Guy 1: ‘I’m loving this chat, we’re really getting into it!’ … Guy 2: ‘hmmm, I wonder what I should have for lunch?’
With a title like ‘Engage me or enrage me’, no, this post is not about frustrated long-term girlfriends or boyfriends. The title’s a favourite phrase of mine when defining what I see as effective instructional design – particularly instructional design for online learning products.
Engaging with an audience is key to all forms of communication. For a face-to-face facilitator, it may be hitting the right tone and being able to think fast on their feet to capitalise on learning opportunities, questions or unexpected turns in the lesson i.e. walking into a lesson about fractions and it turns out the class doesn’t know what division is. For eLearning, we generally can’t control engagement levels through quick thinking or tailoring our lessons to the specific audience on the day. eLearning (in a traditional sense) is mostly a product that we design and develop in isolation from the end user, who then experiences the lesson in isolation; they have a one way dialogue with the eLearning product.

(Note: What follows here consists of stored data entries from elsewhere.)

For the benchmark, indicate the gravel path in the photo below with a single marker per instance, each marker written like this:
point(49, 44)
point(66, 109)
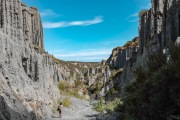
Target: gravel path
point(79, 110)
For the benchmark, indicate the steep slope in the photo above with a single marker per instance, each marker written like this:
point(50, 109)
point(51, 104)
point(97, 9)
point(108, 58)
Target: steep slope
point(158, 29)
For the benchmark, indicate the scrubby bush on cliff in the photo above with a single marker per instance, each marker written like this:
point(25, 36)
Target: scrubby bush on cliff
point(155, 95)
point(108, 106)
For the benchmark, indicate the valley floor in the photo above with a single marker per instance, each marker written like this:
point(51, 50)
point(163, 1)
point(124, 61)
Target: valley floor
point(79, 110)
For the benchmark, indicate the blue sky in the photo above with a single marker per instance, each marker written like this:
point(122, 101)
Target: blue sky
point(88, 30)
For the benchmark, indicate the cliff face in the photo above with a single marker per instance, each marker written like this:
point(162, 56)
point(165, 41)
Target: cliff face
point(28, 75)
point(158, 28)
point(122, 54)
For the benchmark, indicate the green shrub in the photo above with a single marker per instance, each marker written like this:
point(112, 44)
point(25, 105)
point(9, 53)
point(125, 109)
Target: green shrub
point(108, 106)
point(62, 85)
point(66, 102)
point(155, 94)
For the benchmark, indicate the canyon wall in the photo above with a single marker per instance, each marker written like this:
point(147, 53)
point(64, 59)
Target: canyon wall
point(159, 28)
point(28, 75)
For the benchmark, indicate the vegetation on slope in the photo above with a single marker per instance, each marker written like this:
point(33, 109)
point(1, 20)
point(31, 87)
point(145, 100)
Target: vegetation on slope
point(155, 95)
point(107, 106)
point(72, 90)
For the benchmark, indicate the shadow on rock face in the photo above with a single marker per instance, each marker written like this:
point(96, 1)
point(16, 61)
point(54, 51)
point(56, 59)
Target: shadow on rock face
point(6, 113)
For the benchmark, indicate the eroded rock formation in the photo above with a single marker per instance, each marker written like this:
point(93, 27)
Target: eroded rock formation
point(159, 27)
point(28, 75)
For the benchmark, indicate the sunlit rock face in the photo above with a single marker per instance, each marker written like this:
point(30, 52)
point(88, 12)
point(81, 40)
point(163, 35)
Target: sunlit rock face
point(159, 27)
point(28, 75)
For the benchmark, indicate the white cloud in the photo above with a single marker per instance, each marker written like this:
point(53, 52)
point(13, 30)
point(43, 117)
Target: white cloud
point(90, 55)
point(61, 24)
point(133, 17)
point(49, 12)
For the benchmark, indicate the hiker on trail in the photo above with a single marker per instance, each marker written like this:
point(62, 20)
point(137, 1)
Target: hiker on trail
point(59, 109)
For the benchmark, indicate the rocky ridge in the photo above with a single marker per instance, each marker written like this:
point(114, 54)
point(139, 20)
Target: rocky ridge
point(158, 29)
point(28, 74)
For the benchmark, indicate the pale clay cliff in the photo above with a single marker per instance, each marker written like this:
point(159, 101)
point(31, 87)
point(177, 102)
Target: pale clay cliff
point(29, 75)
point(159, 27)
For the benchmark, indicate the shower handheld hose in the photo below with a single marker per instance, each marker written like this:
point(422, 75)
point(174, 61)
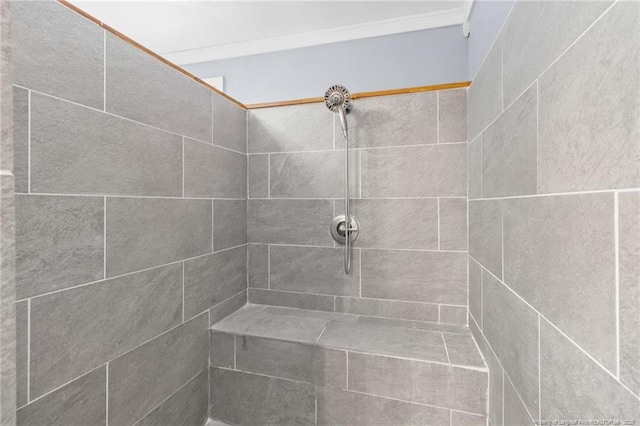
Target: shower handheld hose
point(344, 228)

In order to engage (and not enrage) our audience, we have to write for our audience. This may seem obvious, but when focussed on throughout the design and development phases, writing for our audience dramatically increases their engagement and the effectiveness of training – as does a facilitator who engages with their audience and tailors their lessons on the fly, based on their ‘reading’ of an audience i.e. they choose to change the lesson to focus on division.
Writing for our audience begins at the Training Needs Analysis (TNA) or PNA (swap training for Performance). As a part of this analysis, it’s critical to not just analyse the performance gap and define objectives, but to also stereotype the audience wherever possible… yes, stereotype them, pigeon hole them, categorise and standardise them! … all for the greater good of course. If you can find the ’80 percenters’ on the audience prior to writing, it can help you immensely when communicating the training through your eLearning product. Some of the questions I would always ask are: What’s the general age group? What’s their experience in education/training/online training? What’s their cultural background – diverse or similar? Do they have similar work histories/experiences? Is their assumed knowledge they share? We should dig as deep as we can about our audience, as from the answers we uncover, we can make more effective choices in the style, tone, examples and learning hooks we choose to use in our writing.
Writing style is not the ‘be all and end all’ to engaging with an audience, but I would argue that instructional designers will create greater engagement in their courses if they focus more on writing for their audience, than on a design’s fancy bells and whistles or ‘overly interactive’ content. The right choice of interactions, levels of interactivity and other course features will be made if we ensure we are in fact writing for the right audience.